Au cours de la dernière décennie, le soutien palestinien à la solution à deux États, en tant qu’accord de paix avec les Israéliens, s’est affaibli. Selon le Centre palestinien de recherche sur la politique et les enquêtes (PSR), basé à Ramallah, le nombre de Palestiniens acceptant la solution à deux États a chuté de façon spectaculaire, atteignant des taux jamais vus depuis 2006, date à laquelle se sont tenues les dernières élections législatives palestiniennes. Depuis près de trois décennies, le PSR enquête sur l’opinion publique palestinienne sur un large éventail de sujets, notamment en ce qui concerne les conditions de paix entre Israéliens et Palestiniens.
Pour examiner de plus près ces résultats, Ines Gil, a interrogé pour « Les clés du Moyen-Orient » le Dr Khalil Shikaki, directeur du PSR à Ramallah*.
Traduction : Jacqueline London pour LPM
Auteur : Ines Gil pour Les clés du Moyen-Orient, 28 mai 2020
Photo : pcpsr.org
Mis en ligne le 13 juin 2020
Dans une enquête publiée en août 2018, réalisée conjointement avec le Centre Tami Steinmetz de Recherche pour la Paix (Centre de recherche israélien), vous montrez que le soutien à la solution des deux États ne cesse de diminuer parmi les Palestiniens, n’atteignant que le faible taux de 43%. Comment expliquez-vous cette diminution ?

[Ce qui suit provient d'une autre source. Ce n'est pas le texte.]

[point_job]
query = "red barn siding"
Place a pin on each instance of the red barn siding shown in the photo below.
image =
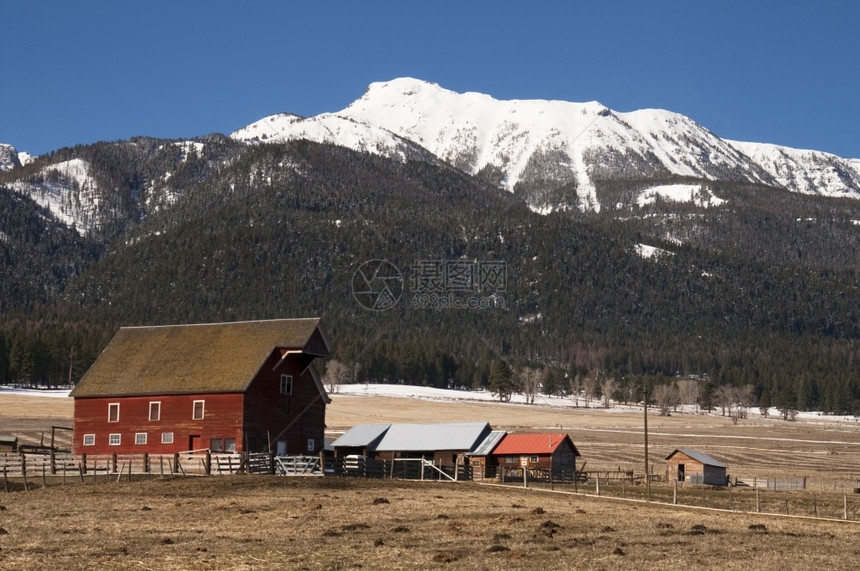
(253, 419)
(221, 419)
(295, 419)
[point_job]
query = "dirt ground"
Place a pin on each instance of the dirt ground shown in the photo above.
(263, 522)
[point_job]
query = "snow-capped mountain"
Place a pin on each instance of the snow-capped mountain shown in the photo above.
(8, 157)
(536, 147)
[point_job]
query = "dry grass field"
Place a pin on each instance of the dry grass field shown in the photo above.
(261, 522)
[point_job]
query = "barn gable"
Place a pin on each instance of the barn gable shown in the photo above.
(243, 386)
(187, 359)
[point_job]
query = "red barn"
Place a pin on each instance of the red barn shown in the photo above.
(232, 387)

Si nous comparons les taux d’approbation de 70% de la solution à deux États par les Palestiniens dans les années 1990 ou même il y a tout juste dix ans, nous constatons à présent une très forte baisse. Alors que 43% de soutien à la solution à deux Etats est un chiffre très faible, il doit être pris avec une pincée de sel. Il faut faire une distinction entre les Palestiniens qui ne sont idéologiquement pas en faveur de la solution à deux États et ceux qui pourraient y être favorables, mais qui ne croient plus que ce soit possible ou viable. Par exemple, bon nombre des 57 % de Palestiniens qui ne soutiennent pas cette solution l’ont soutenue dans le passé, mais ont perdu espoir en raison de l’intensification de la colonisation israélienne en Cisjordanie et à Jérusalem-Est. Un grand nombre de Palestiniens se méfient du fait que les Israéliens n’ont pas l’intention de se retirer de la Cisjordanie et même cherchent à l’annexer. Aujourd’hui, les Palestiniens ont un manque flagrant de confiance dans le gouvernement et les institutions israéliennes, ainsi que dans l’opinion publique israélienne. Le peuple palestinien n’apprécie pas l’attitude israélienne à l’égard du processus de paix.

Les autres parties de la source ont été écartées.